Aliás, várias vezes candidatos aos cargos da Assembleia ou a funções em que a Assembleia se faz representar não foram eleitos à primeira volta ou mesmo nunca foram eleitos. O voto secreto e individual, mesmo numa Assembleia dominada pelas direcções partidárias, ainda vale alguma coisa.
Parece por outro lado que o Chega deseja alterar profundamente a Constituição. Os democratas consideram antidemocrático esse desígnio. É uma patetice. Há partidos que votaram contra a Constituição e as suas revisões. Há deputados que chegaram a sugerir que a Constituição fosse substituída por outra. E há centenas de deputados que votaram sete revisões, duas das quais alteraram os equilíbrios políticos do país. Para tudo isto, foi necessário querer alterar a Constituição, sem que daí viesse mal ao mundo, a não ser os eternos comunistas que alertavam contra os “golpes constitucionais”.

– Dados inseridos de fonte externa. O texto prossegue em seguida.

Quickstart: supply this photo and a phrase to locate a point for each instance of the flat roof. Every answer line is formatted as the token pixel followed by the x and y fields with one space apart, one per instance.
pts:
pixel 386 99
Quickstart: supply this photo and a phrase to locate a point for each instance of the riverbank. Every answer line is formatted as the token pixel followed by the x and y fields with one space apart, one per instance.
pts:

O êxito, aliás muito relativo, do Chega tem de ser entendido no quadro das crises que as democracias atravessam. Estas estão na origem de uma deriva populista, não democrática ou antidemocrática, de esquerda ou de direita. No mundo inteiro, a democracia é contestada pelas aspirações insatisfeitas, pela desigualdade crescente, pela sociedade digital, pelos valores dominantes do efémero e pelo produto mercantil. Os sistemas democráticos não encontram soluções para os problemas que levantam e não estão à altura das forças que desencadeiam. Os sistemas democráticos fizeram explodir as aspirações e os desejos, que depois não conseguem satisfazer. É possível que, um dia, estas insuficiências sejam ultrapassadas. Talvez. Mas, para já, vivemos em crise.

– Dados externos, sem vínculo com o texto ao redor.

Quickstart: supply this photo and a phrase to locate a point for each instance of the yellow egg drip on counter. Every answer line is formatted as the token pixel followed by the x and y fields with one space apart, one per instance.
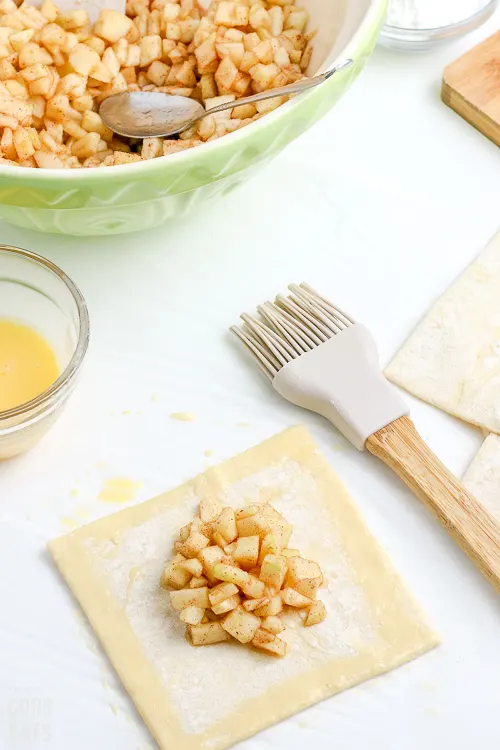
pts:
pixel 28 365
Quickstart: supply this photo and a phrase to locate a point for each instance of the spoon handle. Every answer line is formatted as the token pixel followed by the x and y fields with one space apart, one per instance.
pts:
pixel 291 88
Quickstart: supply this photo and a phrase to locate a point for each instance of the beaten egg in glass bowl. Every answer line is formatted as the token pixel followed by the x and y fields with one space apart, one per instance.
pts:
pixel 143 194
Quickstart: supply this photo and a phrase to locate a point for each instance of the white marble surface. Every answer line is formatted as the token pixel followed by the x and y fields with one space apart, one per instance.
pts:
pixel 380 206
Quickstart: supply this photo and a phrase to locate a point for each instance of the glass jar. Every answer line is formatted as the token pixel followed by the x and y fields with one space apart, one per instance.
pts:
pixel 421 24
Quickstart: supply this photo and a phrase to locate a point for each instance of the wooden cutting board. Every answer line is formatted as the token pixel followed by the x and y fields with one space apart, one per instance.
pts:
pixel 471 86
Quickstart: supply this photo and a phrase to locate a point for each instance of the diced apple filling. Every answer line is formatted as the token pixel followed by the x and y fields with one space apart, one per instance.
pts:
pixel 233 576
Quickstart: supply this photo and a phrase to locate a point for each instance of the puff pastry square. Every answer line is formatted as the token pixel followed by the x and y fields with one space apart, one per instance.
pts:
pixel 209 698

A democracia parece ter deixado de ser uma aspiração e um objectivo de luta e de vida. Para muitos, a democracia transformou-se num obstáculo, seja à riqueza e à ganância, seja ao poder. Os milionários e os políticos poderosos querem a democracia quando esta lhes dá meios. O novo tribalismo de que tantos falam faz com que as sociedades ocidentais estejam divididas como raramente na história. Nuns casos, países divididos ao meio. Noutros, fragmentados por autênticas guerras civis locais, como dizia Enzensberger.
Os partidos radicais de direita e de esquerda nunca fizeram a democracia. Destroem-na, com certeza, mas não a constroem. Fazem parte da democracia, mas não a consolidam. Antes pelo contrário. Mas a democracia é o regime de todos eles. A democracia é o regime de poucas dezenas de países e não o é de mais de uma centena. Em África e na Ásia e até por vezes na América Latina e na Europa, o regime prevalecente não é a democracia. Em Portugal, também não era. Talvez agora possa começar a ser gradualmente…
Público, 12.2.2022
1 comentário:
A cerca totalitária sempre se diz democrática.
Conhecemo-la bem desde 1975 e a novilíngua do corretês é a sua continuação.
O Chega seguramente agradece vê-la claramente exposta.
Aos votantes do Chega nada mais os conforta do que vê-lo não absorvido por um tal Sistema.